Digital marketing is not a new concept – four out of five marketing organisations have a digital marketing platform (DMP) or are implementing one, according to Gartner – but it can be a confusing one. All the brands that we work with engage with prospects and customers through various digital media. Often this is to recruit new customers or supporters, but just as often, this includes communications to existing customers, providing product updates and information and continuing the loyalty-building relationship.
However, for many of our clients, a massive disconnect still remains between the digital marketing teams and the more traditional direct marketing, brand marketing and fundraising teams that we tend to work with. Although this is definitely changing and we are seeing much more crossover, it does raise some interesting questions about why this disconnect exists and how brands can address it.
Data and marketing
Data can support digital marketing, just as it does direct marketing. For example, our role is to help our direct marketing clients build long-term, lasting and profitable relationships with their customers or supporters. Primarily we do this in two ways:
- We help recruit new customers (or supporters) who look most like the ‘best’ existing customers. Best can be defined in a number of ways (e.g. repeat purchasers, consistent supporters) but the end goal remains the same: to find more of them.
- We help identify, retain and grow existing customers who are most likely to become those best customers.
Although this simplifies it somewhat, these two main objectives are a pretty neat summary. We help our clients to do this by using the data we hold to supplement the data our client holds to better inform and target these two key areas.
It is no different in digital marketing: clients want to do exactly the same thing. Firstly, they want to use the media channels available to recruit new customers at the lowest cost and then, secondly, they want do what they can to keep them and grow them once they have them.
Again, our role – as a marketing data and insight company – is no different here: we have data on individuals that can be helpful when targeting new prospects; we help to ensure that existing customers are not served with prospect advertising; and we have data on individuals that help with refining and directing customer comms. Clearly there is some nuance as a result of this being digital media rather than traditional media, but the principles remain the same.
Direct vs. digital marketing
So why does the data that we hold, and which is used successfully in offline channels, such as mail, phone and email, not get used as widely in online, digital campaigns? Do we need to do more, as an agency, to make our data available in the right way, or is the reason more cultural: that the two are seen as two sides of the same coin but never on the same side?
For me, a lot of the confusion with digital marketing comes down to how the campaigns are run. Data management platforms (DMPs), demand-side platforms (DSPs), Google BigQuery, lockers, bins and so on: the technology in the digital sphere is both diverse and complex. In many cases, it feels as though it has been made deliberately so: it is a way to keep the secrets safe and in the hands of the experts.
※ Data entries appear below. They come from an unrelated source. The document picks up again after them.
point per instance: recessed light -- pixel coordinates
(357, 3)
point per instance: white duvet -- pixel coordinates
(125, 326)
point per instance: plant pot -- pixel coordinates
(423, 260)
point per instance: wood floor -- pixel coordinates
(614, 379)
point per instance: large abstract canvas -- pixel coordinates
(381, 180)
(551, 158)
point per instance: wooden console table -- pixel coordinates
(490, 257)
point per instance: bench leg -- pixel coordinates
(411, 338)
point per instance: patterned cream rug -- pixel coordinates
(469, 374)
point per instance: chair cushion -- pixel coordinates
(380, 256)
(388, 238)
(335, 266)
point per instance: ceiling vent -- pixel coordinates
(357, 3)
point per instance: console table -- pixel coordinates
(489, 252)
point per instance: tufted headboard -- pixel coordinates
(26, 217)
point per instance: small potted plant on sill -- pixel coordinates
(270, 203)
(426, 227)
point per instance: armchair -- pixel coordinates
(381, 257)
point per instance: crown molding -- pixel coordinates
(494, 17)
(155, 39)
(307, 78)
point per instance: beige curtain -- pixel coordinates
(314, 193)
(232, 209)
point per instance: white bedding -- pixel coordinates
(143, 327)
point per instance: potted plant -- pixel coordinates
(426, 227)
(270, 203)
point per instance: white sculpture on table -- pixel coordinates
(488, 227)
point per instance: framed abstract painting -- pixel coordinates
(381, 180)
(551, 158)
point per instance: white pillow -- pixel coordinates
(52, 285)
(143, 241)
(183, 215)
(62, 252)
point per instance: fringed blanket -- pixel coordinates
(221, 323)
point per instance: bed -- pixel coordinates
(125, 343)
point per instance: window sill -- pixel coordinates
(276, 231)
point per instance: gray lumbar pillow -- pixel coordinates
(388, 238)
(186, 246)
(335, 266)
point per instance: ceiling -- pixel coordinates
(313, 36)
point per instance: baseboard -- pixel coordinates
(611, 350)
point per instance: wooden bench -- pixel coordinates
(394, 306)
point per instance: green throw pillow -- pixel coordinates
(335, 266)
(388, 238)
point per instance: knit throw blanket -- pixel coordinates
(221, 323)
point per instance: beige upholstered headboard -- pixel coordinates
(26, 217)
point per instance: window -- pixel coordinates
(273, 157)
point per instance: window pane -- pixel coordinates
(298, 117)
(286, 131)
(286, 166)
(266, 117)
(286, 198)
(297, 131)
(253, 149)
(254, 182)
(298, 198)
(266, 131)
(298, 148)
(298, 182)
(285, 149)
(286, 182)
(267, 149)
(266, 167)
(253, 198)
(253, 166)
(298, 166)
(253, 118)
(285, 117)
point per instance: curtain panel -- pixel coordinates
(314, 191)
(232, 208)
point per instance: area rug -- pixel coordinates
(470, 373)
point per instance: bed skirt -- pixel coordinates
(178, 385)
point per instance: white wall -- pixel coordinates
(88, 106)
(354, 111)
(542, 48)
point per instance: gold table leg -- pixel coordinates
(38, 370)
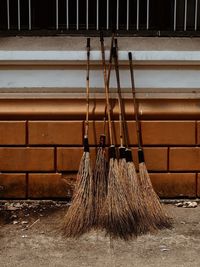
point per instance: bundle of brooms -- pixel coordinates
(119, 201)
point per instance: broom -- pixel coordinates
(80, 215)
(100, 169)
(130, 179)
(123, 165)
(155, 213)
(116, 215)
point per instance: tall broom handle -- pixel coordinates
(119, 97)
(138, 130)
(106, 85)
(87, 88)
(123, 123)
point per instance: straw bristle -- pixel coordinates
(136, 196)
(79, 218)
(117, 217)
(100, 183)
(157, 215)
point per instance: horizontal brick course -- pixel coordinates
(12, 185)
(49, 186)
(55, 132)
(68, 159)
(198, 185)
(184, 159)
(26, 159)
(96, 128)
(174, 184)
(198, 132)
(12, 132)
(168, 132)
(155, 158)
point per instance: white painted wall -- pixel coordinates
(68, 79)
(73, 80)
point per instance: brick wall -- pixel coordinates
(40, 153)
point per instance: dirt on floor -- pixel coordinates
(30, 237)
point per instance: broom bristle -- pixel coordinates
(79, 218)
(117, 217)
(144, 225)
(157, 215)
(100, 183)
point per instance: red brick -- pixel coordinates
(184, 159)
(198, 185)
(198, 132)
(49, 185)
(27, 159)
(12, 186)
(12, 133)
(68, 159)
(155, 158)
(55, 132)
(96, 128)
(174, 184)
(168, 132)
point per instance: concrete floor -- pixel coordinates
(33, 240)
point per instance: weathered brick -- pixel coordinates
(96, 128)
(12, 185)
(198, 132)
(174, 184)
(49, 185)
(27, 159)
(184, 159)
(68, 159)
(168, 132)
(55, 132)
(155, 158)
(198, 185)
(12, 133)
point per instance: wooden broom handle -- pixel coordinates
(135, 101)
(106, 85)
(87, 88)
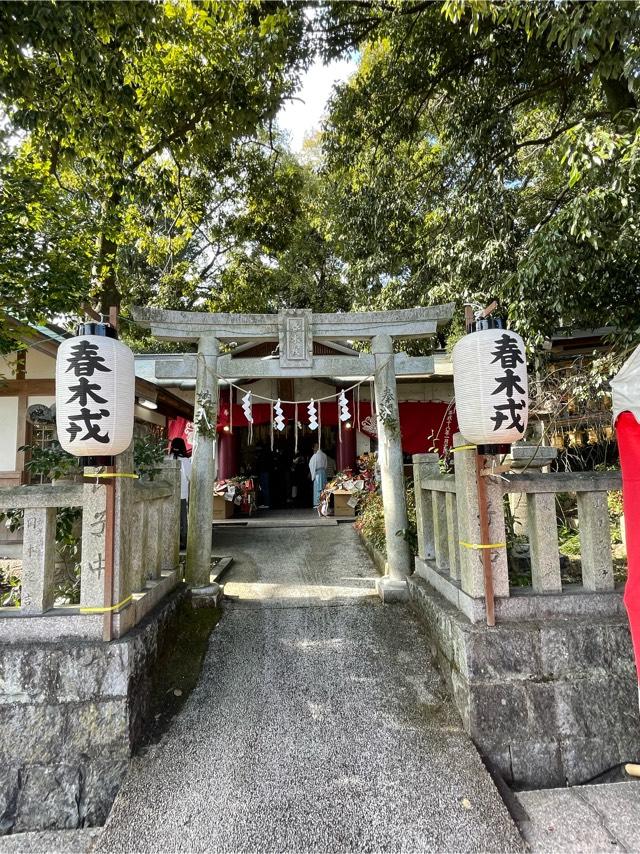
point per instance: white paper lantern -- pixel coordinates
(490, 386)
(95, 395)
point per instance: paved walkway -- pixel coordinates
(318, 724)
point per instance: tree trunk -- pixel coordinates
(104, 273)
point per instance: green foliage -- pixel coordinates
(137, 143)
(490, 150)
(371, 521)
(52, 462)
(148, 452)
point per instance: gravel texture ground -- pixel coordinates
(319, 723)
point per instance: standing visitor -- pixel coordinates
(179, 452)
(318, 471)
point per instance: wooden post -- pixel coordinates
(110, 518)
(481, 462)
(110, 522)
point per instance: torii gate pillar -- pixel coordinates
(203, 470)
(296, 329)
(392, 587)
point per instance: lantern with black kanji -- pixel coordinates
(490, 384)
(95, 393)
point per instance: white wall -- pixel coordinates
(8, 433)
(40, 366)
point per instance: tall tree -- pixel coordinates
(132, 130)
(491, 149)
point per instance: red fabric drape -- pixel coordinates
(423, 425)
(628, 431)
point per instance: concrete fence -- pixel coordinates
(146, 553)
(549, 695)
(449, 528)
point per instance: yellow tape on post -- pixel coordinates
(106, 610)
(482, 545)
(114, 474)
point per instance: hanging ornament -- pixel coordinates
(490, 383)
(95, 393)
(279, 416)
(345, 415)
(313, 415)
(247, 407)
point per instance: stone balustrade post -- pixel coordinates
(94, 535)
(527, 458)
(543, 542)
(424, 465)
(595, 541)
(152, 543)
(471, 562)
(38, 560)
(138, 532)
(440, 534)
(170, 516)
(453, 536)
(393, 586)
(203, 469)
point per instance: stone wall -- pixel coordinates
(71, 714)
(548, 703)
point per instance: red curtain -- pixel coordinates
(423, 425)
(628, 431)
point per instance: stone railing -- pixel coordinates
(448, 525)
(146, 553)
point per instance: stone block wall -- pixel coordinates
(71, 714)
(548, 703)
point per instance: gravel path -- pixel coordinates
(318, 724)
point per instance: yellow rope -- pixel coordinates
(106, 610)
(482, 545)
(114, 474)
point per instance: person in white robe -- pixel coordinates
(318, 472)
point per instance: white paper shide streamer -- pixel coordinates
(343, 403)
(95, 396)
(491, 388)
(313, 415)
(278, 415)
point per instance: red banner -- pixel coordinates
(423, 426)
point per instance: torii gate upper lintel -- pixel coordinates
(295, 331)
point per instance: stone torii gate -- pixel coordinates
(296, 330)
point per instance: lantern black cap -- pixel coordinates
(91, 328)
(481, 323)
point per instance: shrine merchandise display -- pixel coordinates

You can draw similar parallels to when email came along. The email service providers (ESPs) at the time created a myth that setting up and running an email campaign was complicated and confusing and needed an expert to do it. Over time, those barriers were broken down and the complexity removed. Now ESPs are pretty much run of the mill and so intuitive and user-friendly that almost anyone can use one.
Data still performs the same
In some ways, all this technology is no different from any other campaign: it’s just about who we are sending the data to, what format it needs to be in, what variables are needed and how it connects to the content. This is borne out by some examples of things we have been asked to do by clients recently, all of which use data from our ‘traditional’ data assets:
- Using Facebook to enhance campaigns being run in other media, such as email
- Tailoring content on prospect campaigns to make the ads more relevant
- Loading existing customers into Google to exclude from prospect mailings and providing relevant contact details for matching
- Recognising existing customers on the client website and providing relevant content.
Mind the gap
So, when it comes down to it, why is there such a gap between digital and traditional marketing, between offline and online campaigns. Are direct marketers scared of digital marketing? This seems unlikely but there is definitely a sense that any new channel creates a level of unease. Actually, new channels mean new ways of engaging and marketers are very good at using whatever is available.
Is it, then, that digital marketers are creating a level of complexity to lock out the old school direct marketer? Again, this seems unlikely. It seems far more likely that, as with any newer industry, experts have been created and they haven’t had a chance to look and see what can be learned from what came before.
As a data marketer, the good thing is that it is in fact all very similar and is driven by what data we have on a consumer and how we can use it (legally of course). Digital marketing is and should be opening up huge new routes to market. There is so much that can be learned from what has and hasn’t worked in the past – don’t get me started on testing for example – that bringing teams to work closer together can only reap rewards for everyone involved, irrespective of whether you’re a digital or a direct marketer.